UKPLab / sentence-transformers

State-of-the-Art Text Embeddings
https://www.sbert.net
Apache License 2.0
15.34k stars 2.48k forks source link

Issue loading remote source code offline? #3043

Open brendanartley opened 1 week ago

brendanartley commented 1 week ago

Hi there,

I am trying to load the nomic-ai/nomic-embed-text-v1 onto a machine with internet disabled. It seems a similar issue was mentioned here.

I am able to save/load variants such as all-mpnet-base-v2 and all-MiniLM-L6-v2 just fine, but I believe the remote source code is causing an issue.

First, I save the model on a machine with internet enabled.

from sentence_transformers import SentenceTransformer

model = SentenceTransformer("nomic-ai/nomic-embed-text-v1", trust_remote_code=True).cuda()
model.save("./nomic-embed-text-v1.pt")

Next, I attempt to load the model on a machine with internet disabled.

embedding_model = SentenceTransformer(
    "nomic-ai/nomic-embed-text-v1", 
    trust_remote_code=True,
    local_files_only=True,
).cuda()
embedding_model.load("./nomic-embed-text-v1.pt")

This results in the error below.

Could not locate the configuration_hf_nomic_bert.py inside nomic-ai/nomic-bert-2048.

Is it possible to load models w/ remote source code given these constraints?

tomaarsen commented 2 days ago

Hello!

It is possible, but you have to make some modifications. Because the remote model itself requires modeling files that are in another remote location, we can't use local_files_only=True to only use cached files, as although we'd use the local files from the model itself, it would still require downloading the modeling files from another remote location.

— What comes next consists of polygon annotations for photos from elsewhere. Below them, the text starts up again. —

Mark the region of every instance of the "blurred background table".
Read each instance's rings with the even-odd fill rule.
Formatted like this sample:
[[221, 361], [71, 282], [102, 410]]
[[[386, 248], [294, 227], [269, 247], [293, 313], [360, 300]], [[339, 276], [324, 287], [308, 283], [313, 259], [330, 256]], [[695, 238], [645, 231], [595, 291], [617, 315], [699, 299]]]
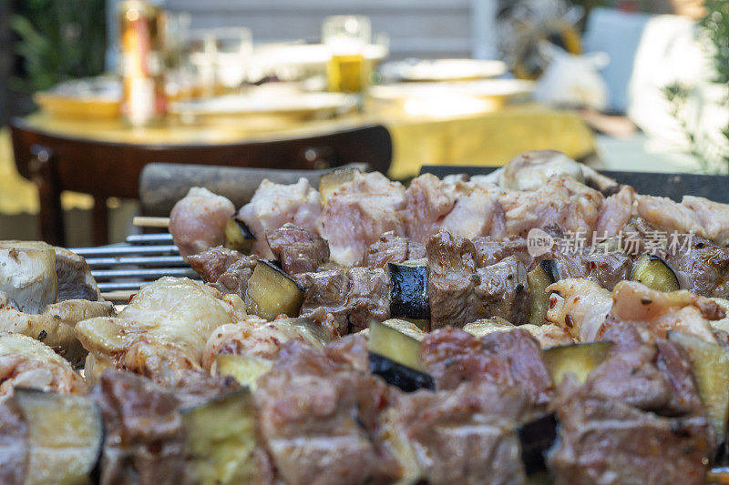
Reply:
[[[440, 99], [427, 103], [420, 98], [418, 103], [408, 105], [373, 99], [365, 102], [362, 110], [350, 110], [328, 119], [233, 116], [206, 116], [183, 123], [168, 116], [157, 126], [131, 127], [118, 119], [59, 118], [50, 113], [38, 112], [17, 119], [15, 124], [23, 129], [51, 136], [160, 148], [313, 136], [383, 125], [389, 131], [393, 145], [388, 175], [396, 179], [416, 175], [422, 165], [502, 165], [513, 156], [529, 149], [558, 149], [575, 158], [585, 157], [594, 151], [593, 134], [574, 111], [534, 103], [508, 104], [506, 97], [457, 101], [449, 103], [447, 99]], [[37, 188], [23, 179], [13, 167], [7, 133], [4, 132], [0, 138], [0, 174], [5, 175], [0, 177], [0, 213], [37, 214], [40, 208]], [[52, 150], [53, 147], [49, 148]], [[31, 154], [15, 154], [15, 157], [24, 156], [31, 157]], [[149, 158], [145, 163], [152, 161], [160, 160]], [[115, 180], [102, 177], [101, 169], [94, 173], [94, 165], [88, 165], [87, 159], [78, 163], [82, 162], [84, 167], [88, 167], [89, 179], [100, 187], [100, 200], [106, 199], [103, 197], [105, 187], [109, 187], [109, 196], [118, 195], [111, 189]], [[122, 168], [120, 174], [124, 173]], [[99, 198], [98, 193], [97, 196]], [[112, 208], [120, 205], [117, 200], [109, 204]], [[70, 192], [62, 195], [61, 205], [67, 211], [95, 207], [90, 196]], [[106, 217], [106, 209], [102, 207], [99, 210], [98, 203], [96, 212]], [[108, 237], [115, 240], [118, 231], [113, 227], [114, 223], [111, 226]], [[105, 238], [106, 227], [97, 227], [95, 231], [97, 240]]]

Here are the steps to get it working locally without internet:

  1. Save the model locally:

    from sentence_transformers import SentenceTransformer
    
    model = SentenceTransformer("nomic-ai/nomic-embed-text-v1", trust_remote_code=True)
    model.save_pretrained("nomic-embed-text-v1-local")
  2. Observe the config.json of the downloaded model and search for auto_map. This will be a mapping of autoclass names to either {repository}--{file}.{class} or {file}.{class}. Either way, we want to download all files mentioned in this mapping. Place them in the local model repository.
  3. If the config.json auto_map has the format of {repository}--{file}.{class}, update it to {file}.{class} instead. We have the files in the same directory as the config now, so this should work.
  4. Load the model "like normal", but with local_files_only=True:
    embedding_model = SentenceTransformer(
       "nomic-embed-text-v1-local", 
       trust_remote_code=True,
       local_files_only=True,
    )

    P.s. I'm not sure if trust_remote_code=True is still necessary - it might not be, feel free to experiment.